Experimentar as qualidades contidas no conceito FORÇA é, antes de mais nada, ser civilizado. É saber abster-se de reações mercuriais, de atitudes descontroladas e intempestivas, de saber quando e como falar e também saber quando calar e ouvir, nunca provocar ou desafiar, de defender tudo aquilo que acredita com entusiasmo e ponderação. É saber respeitar o outro na sua totalidade. Isso implica na famosa e tão pouco praticada filosofia da "não agressão" pregada pelo líder indiano Gandhi.
A FORÇA é uma radiografia da real capacidade do indivíduo no seu viver em sociedade e na forma de interagir com o seu semelhante e tudo o mais o que compõe o seu entorno, o seu universo. É a consciência que sob estresse, sob a influência de determinadas circunstâncias, ou de medicamentos, de drogas, e mesmo por distúrbios neurológicos ou psicológicos podemos dar vazão a uma agressividade (seja ela na forma de violência física, nos abusos verbais, nos excessos sexuais, nos descontroles alimentares, na apatia, no estado depressivo, etc) primitiva, que carregamos em nossos genes desde tempos imemoriais.

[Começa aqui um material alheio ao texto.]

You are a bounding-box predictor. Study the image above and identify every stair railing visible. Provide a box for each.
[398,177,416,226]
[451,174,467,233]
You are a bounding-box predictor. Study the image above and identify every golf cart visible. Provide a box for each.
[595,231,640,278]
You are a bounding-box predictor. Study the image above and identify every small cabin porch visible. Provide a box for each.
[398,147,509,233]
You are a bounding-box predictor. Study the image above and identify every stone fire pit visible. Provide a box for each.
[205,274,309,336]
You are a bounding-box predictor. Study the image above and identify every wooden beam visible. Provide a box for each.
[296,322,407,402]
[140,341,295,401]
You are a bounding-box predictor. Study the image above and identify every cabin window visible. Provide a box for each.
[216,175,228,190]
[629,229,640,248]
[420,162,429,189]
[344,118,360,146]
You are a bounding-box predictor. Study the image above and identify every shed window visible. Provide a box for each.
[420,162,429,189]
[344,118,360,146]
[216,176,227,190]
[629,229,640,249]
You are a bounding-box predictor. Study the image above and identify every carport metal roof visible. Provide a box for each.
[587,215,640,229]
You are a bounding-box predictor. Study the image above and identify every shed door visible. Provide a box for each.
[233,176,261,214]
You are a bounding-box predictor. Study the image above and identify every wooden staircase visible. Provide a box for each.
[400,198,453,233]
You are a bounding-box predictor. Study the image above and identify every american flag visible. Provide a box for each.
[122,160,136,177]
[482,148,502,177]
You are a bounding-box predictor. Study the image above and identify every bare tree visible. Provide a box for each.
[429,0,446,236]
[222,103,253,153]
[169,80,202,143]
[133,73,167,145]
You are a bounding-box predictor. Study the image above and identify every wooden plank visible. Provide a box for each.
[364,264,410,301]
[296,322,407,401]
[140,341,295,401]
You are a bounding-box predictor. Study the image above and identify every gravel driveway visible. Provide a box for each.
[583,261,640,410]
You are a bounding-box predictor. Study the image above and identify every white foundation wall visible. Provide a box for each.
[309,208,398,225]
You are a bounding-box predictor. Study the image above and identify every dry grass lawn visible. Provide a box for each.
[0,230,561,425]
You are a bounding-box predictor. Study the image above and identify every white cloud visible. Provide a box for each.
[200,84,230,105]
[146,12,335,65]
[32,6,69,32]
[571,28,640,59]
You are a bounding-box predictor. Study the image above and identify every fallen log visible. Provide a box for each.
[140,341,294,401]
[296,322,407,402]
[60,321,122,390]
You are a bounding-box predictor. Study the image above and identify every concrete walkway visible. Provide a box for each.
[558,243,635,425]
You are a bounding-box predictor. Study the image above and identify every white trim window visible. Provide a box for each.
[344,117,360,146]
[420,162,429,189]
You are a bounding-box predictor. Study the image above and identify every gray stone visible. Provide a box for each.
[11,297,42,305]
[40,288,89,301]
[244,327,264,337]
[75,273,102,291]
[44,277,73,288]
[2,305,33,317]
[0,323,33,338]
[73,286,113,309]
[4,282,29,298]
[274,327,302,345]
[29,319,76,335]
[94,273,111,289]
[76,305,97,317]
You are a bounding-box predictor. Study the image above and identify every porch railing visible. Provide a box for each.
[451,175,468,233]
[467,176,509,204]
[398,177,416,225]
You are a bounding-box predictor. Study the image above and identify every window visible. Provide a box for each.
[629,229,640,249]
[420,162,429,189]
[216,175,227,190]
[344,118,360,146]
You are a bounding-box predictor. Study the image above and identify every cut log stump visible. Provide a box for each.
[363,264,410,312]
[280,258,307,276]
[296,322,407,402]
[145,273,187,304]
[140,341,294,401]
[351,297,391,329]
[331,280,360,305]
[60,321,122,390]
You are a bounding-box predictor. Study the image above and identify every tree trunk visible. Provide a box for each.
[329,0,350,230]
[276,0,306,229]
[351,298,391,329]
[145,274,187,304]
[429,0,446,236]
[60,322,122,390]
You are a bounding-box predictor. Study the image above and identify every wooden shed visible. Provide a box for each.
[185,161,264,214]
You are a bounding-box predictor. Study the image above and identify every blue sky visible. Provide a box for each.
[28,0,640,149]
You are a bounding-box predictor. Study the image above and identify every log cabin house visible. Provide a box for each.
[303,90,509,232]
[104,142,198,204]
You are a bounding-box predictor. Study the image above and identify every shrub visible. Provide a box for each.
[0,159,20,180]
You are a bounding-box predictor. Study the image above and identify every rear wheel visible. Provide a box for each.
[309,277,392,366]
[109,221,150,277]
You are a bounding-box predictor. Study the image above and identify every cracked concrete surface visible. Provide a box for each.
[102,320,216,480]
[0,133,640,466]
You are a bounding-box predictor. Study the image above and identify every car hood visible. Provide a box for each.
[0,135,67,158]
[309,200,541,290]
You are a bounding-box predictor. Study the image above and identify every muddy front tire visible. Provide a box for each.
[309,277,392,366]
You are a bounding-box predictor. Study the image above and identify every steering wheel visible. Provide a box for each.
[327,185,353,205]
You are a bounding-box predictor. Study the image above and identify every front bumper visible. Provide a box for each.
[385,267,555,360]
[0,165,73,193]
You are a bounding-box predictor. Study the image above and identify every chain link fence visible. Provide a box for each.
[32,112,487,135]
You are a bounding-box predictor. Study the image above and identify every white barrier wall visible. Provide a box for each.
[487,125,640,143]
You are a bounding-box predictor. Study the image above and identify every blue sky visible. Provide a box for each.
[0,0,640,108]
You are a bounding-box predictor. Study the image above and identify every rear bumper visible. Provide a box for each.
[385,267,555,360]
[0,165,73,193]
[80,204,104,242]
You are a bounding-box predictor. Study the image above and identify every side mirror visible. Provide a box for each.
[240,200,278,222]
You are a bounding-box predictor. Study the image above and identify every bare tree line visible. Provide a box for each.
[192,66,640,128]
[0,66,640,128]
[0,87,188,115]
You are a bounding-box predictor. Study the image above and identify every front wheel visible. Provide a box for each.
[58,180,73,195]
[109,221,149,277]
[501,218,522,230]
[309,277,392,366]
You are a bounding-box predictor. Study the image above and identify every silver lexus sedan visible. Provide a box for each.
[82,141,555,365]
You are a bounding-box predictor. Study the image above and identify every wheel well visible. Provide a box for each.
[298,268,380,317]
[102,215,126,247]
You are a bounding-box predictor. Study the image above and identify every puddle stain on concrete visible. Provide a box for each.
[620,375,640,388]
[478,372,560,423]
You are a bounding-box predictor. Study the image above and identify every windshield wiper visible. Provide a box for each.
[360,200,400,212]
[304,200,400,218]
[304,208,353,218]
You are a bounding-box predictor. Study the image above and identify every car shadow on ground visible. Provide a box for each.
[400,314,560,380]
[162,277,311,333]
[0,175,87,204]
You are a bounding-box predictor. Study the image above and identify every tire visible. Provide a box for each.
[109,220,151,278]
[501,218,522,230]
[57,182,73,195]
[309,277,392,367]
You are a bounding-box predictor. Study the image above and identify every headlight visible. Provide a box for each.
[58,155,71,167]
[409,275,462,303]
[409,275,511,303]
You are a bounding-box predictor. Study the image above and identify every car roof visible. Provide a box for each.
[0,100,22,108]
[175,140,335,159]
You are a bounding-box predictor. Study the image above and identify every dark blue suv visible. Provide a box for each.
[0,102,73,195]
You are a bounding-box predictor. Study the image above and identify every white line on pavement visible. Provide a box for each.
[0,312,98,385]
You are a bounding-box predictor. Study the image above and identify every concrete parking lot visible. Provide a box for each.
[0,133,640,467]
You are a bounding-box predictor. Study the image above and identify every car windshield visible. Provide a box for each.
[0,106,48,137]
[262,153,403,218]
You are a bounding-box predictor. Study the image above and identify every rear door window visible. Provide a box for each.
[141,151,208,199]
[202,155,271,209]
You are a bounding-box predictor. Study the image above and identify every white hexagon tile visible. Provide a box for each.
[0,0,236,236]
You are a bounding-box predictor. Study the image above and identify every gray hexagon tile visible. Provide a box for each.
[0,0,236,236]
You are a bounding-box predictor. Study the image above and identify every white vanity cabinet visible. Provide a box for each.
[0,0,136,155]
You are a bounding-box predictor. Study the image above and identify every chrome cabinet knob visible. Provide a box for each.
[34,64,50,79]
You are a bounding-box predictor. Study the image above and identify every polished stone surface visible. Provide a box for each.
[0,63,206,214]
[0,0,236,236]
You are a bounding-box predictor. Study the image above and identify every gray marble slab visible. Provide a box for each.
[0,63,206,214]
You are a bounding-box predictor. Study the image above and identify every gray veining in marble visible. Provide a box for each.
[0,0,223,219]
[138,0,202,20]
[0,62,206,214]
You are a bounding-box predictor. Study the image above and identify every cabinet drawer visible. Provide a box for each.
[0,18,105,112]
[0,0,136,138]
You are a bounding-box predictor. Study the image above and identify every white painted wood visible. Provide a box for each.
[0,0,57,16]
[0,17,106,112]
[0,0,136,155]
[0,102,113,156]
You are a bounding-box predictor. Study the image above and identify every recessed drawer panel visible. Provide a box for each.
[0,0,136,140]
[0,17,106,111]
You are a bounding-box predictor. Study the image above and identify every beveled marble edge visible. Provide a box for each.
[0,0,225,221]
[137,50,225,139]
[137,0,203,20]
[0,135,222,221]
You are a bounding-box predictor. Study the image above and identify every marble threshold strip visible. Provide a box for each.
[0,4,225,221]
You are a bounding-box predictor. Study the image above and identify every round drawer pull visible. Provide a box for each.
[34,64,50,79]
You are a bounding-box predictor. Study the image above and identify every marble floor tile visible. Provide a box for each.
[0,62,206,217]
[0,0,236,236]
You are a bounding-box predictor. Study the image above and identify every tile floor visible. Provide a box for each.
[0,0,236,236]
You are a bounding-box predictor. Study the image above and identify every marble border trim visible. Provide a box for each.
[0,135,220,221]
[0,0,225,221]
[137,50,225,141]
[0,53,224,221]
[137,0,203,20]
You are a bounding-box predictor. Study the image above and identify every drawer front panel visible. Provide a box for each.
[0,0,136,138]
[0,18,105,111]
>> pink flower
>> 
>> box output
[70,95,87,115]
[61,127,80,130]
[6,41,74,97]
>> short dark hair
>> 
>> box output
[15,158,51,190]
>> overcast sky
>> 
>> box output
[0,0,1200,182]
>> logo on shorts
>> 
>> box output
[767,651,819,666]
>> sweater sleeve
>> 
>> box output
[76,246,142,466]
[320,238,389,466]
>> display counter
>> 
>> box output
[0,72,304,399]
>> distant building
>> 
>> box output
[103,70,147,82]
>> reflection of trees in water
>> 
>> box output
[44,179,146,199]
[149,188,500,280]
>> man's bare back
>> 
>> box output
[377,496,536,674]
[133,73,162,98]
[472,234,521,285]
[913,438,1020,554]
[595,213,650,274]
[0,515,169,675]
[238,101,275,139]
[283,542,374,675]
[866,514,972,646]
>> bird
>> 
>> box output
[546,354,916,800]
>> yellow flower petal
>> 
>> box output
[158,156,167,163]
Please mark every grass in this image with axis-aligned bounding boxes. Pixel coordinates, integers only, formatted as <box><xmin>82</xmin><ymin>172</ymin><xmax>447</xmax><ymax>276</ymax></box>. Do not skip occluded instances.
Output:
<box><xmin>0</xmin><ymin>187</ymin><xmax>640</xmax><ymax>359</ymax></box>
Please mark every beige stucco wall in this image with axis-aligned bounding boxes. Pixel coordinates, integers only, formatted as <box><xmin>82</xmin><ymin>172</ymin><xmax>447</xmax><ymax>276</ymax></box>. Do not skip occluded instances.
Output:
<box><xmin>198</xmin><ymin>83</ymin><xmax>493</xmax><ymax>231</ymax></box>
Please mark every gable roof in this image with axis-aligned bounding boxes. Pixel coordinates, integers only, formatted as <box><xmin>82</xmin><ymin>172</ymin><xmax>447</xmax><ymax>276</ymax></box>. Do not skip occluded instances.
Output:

Vivenciar as melhores qualidades exemplificadas na carta da FORÇA é tomar consciência dos nossos medos, temores, angústias, delírios, agressividade, vícios, dificuldades específicas, da possibilidade de sermos ofendidos, derrotados, humilhados, preteridos, vencidos e, ainda assim, mantermos o espírito elevado e a fé em nosso potencial. É ter domínio sobre a fera (os instintos mais brutos, mais primordiais) que existem desde sempre em nós, não deixando que eles dominem a nossa capacidade de raciocinar, de avaliar, de julgar, de empatizar, de perdoar, de amar. Não é, em nenhum momento, viver na passividade, no conformismo, na omissão, olhando a vida de longe, de forma anêmica. Não é ser covarde: é ser sábio, sabendo canalizar e utilizar toda essa energia para atos mais autênticos, sensatos, elevados, dignos de atenção, e não fazer da própria vida o ringue de um clube de luta.


O Arcano XI nos ensina que podemos dizer não com firmeza, expressarmos nossas opiniões e pontos de vista sem abusar e magoar. Que podemos argumentar sem ofender. Que podemos reclamar os nossos direitos apenas mantendo o foco num ponto de vista lógico, válido, digno, equilibrado, civilizado, não dando a chance ao opositor nos desorientar e perder nossa linha de raciocínio e autoridade sobre a questão. Escapar, terminantemente, da expressão "olho por olho, dente por dente", pois isso, realmente, só vai acabar numa enorme população de cegos e desdentados.
A FORÇA nos aconselha a não sermos destrutivos ou autodestrutivos, mas íntegros, senhores de nós mesmos, carismáticos, sabendo manipular e direcionar nossas energias com sabedoria, de maneira razoável, corajosa, confiante, controlada porém plena, a fim de obtermos os resultados pretendidos, sempre dentro de um meritório caminho evolutivo.
O escritor alagoano Graciliano Ramos nas páginas finais do seu livro "Caetés" coloca o personagem principal fazendo essa brilhante reflexão sobre a nossa condição de "humanos civilizados" diante de qualquer adversidade:

"Não ser selvagem! Que sou eu senão um selvagem, ligeiramente polido, com uma tênue camada de verniz por fora? Quatrocentos anos de civilização, outras raças, outros costumes. E eu disse que não sabia o que se passava na alma de um caeté! Provavelmente o que se passa na minha, com algumas diferenças. Um caeté de olhos azuis, que fala português ruim, sabe escrituração mercantil, lê jornais, ouve missas. É isto, um caeté."